Изменить размер шрифта - +
Сложные любовные многоходовки меня никогда не привлекали. Особенно, если в дело шли русская трагичность и душевные надрывы. Любителей бесконечно выяснять отношения вместо того, чтобы просто любить или, в крайнем случае, ненавидеть, больше чем достаточно, но это совсем не мое амплуа. Потому я не поддержал тему любовного многоугольника и вернул руки на старое место, под теплую полу шубы Коллонтай.

    -  Ты только посмотри, какая чудесная ночь! - воскликнула Александра Михайловна, вздрагивая от особенно откровенной ласки, внешне стараясь остаться спокойной светской дамой.

    Я мельком глянул в небольшое окошко. Ничего необыкновенного, на мой взгляд, во вьюжной ночи не было. Только то, что от выпавшего снега стало немного светлее, но так, чтобы можно было любоваться зимними панорамами Подмосковья.

    -  Да, красиво, - неопределенно ответил я. Потом добавил, чтобы сделать ей приятное: - Действительно, чудесная ночь.

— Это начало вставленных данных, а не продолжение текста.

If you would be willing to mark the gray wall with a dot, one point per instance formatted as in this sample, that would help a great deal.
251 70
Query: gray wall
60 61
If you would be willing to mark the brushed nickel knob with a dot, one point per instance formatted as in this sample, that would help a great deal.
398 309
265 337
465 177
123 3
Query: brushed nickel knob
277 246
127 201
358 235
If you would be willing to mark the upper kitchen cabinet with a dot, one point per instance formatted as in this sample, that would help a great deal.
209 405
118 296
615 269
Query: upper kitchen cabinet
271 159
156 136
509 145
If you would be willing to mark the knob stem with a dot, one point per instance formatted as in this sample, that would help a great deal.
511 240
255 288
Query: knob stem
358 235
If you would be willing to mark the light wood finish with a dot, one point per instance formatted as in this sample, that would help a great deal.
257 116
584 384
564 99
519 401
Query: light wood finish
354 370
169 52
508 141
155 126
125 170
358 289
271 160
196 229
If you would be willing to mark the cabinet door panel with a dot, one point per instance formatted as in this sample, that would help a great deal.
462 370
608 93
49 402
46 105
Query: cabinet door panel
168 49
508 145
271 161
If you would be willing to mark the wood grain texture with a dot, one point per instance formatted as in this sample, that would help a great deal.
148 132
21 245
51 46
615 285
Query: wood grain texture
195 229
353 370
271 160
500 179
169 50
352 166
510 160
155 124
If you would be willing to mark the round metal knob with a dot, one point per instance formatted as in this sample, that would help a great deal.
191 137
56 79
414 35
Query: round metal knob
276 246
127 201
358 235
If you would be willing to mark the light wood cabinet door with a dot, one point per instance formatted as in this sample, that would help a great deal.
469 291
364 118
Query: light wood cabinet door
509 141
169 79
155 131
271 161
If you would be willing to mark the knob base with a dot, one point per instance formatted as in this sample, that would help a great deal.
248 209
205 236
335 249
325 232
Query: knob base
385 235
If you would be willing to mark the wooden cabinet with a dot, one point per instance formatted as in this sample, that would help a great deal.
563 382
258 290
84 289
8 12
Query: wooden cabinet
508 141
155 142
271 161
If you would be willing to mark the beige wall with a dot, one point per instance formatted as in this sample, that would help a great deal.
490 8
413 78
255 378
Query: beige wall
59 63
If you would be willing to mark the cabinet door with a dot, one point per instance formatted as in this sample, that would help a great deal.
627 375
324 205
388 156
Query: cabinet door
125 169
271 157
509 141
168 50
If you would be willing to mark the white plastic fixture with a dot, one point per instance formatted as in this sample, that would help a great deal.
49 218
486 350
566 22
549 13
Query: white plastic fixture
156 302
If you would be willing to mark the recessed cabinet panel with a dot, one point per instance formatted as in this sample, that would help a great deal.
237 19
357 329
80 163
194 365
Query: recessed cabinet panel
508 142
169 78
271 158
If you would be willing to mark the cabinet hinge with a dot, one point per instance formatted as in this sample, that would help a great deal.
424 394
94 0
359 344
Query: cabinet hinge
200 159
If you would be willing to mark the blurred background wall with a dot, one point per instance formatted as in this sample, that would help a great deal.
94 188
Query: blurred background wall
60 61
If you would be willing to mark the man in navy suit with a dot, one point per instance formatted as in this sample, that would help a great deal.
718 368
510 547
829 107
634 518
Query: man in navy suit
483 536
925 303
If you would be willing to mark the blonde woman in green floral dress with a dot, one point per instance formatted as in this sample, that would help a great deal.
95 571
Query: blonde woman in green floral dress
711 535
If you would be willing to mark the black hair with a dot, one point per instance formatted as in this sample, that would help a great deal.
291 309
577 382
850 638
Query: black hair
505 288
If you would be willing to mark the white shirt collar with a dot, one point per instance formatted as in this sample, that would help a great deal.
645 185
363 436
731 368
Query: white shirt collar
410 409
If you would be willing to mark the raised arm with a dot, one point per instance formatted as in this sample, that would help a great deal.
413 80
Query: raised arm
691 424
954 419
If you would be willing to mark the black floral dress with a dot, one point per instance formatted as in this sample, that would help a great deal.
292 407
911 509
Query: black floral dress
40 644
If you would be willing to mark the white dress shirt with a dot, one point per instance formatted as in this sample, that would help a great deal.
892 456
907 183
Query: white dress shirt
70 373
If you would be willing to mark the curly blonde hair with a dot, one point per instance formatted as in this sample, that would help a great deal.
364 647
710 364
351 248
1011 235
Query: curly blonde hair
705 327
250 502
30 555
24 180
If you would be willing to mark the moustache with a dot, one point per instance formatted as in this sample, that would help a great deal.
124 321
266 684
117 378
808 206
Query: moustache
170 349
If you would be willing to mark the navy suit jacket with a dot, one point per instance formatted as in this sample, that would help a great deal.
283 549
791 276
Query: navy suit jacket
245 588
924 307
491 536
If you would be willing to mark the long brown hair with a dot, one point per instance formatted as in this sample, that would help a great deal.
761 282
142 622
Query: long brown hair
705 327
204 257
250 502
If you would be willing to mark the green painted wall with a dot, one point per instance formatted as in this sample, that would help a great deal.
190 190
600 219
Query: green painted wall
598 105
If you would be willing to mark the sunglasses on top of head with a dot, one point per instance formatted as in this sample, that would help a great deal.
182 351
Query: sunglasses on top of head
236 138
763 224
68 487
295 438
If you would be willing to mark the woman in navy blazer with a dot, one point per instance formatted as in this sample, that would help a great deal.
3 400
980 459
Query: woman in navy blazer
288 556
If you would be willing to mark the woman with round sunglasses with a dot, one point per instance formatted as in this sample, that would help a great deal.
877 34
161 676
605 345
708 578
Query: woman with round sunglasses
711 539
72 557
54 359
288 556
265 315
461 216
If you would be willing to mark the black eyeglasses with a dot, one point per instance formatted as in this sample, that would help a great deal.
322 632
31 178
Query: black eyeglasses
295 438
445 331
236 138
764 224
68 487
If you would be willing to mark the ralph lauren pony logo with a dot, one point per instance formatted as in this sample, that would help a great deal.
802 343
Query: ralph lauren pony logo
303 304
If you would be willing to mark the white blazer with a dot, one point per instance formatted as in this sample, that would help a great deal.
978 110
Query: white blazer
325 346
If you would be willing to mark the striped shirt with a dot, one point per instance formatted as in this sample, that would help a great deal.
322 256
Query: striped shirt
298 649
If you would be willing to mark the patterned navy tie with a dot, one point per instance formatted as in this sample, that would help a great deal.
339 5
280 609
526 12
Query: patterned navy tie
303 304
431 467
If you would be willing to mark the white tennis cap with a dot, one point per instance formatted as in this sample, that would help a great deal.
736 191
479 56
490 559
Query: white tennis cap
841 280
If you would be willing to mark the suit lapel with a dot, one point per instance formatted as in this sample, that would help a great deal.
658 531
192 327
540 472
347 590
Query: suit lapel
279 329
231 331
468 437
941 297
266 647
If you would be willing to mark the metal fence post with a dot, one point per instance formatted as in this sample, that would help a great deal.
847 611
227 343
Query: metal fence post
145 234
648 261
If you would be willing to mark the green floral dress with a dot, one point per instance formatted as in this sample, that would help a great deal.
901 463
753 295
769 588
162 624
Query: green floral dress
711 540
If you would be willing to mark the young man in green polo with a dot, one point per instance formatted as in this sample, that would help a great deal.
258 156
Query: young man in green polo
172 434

    -  Тебе не кажется, что снежинки похожи на белых пчел, которые летят в свой огромный улей? Посмотри, какие расплывчатые очертания леса и поля, как это не похоже на Италию, и как все у нас величественно и масштабно. Мне кажется, что в России, огромной, бедной, несчастной, заложен дух нового времени. Уже ее бесконечные размеры имеют космические масштабы. А здесь такая мне знакомая красота очертаний, и здесь я начала постигать основы марксизма! Когда наш народ, наконец, станет свободным и счастливым, и мы, гордые и сильные люди, создадим новый прекрасный мир!

    -  И в огороде у нас будет расти бузина, а в Киеве жить дядька, - так и хотелось сказать мне, запутанному этой феерической женщиной в красотах ветреной осенней ночи и гимне освобожденного труда.

    -  Тогда, когда труд станет свободным, а люди гордыми и красивыми, только тогда нам, революционерам, по-настоящему можно будет посвятить себя искусству, - докончила свой монолог Александра Михайловна.

    Я промычал что-то одобрительное. Она не слушала, упиваясь красотой и звучностью своих слов:

    -  Ты любишь стихи? - меняя тему разговора, спросила она.

    -  Вообще-то люблю.

    -  Прочитай то, что тебе особенно нравится.

    Сбитый с «темпа» странными переменами в настроении молодой женщины, резко меняющимся, не в «контексте» происходящего действия, я с усилием выбрался из эротической расслабленности.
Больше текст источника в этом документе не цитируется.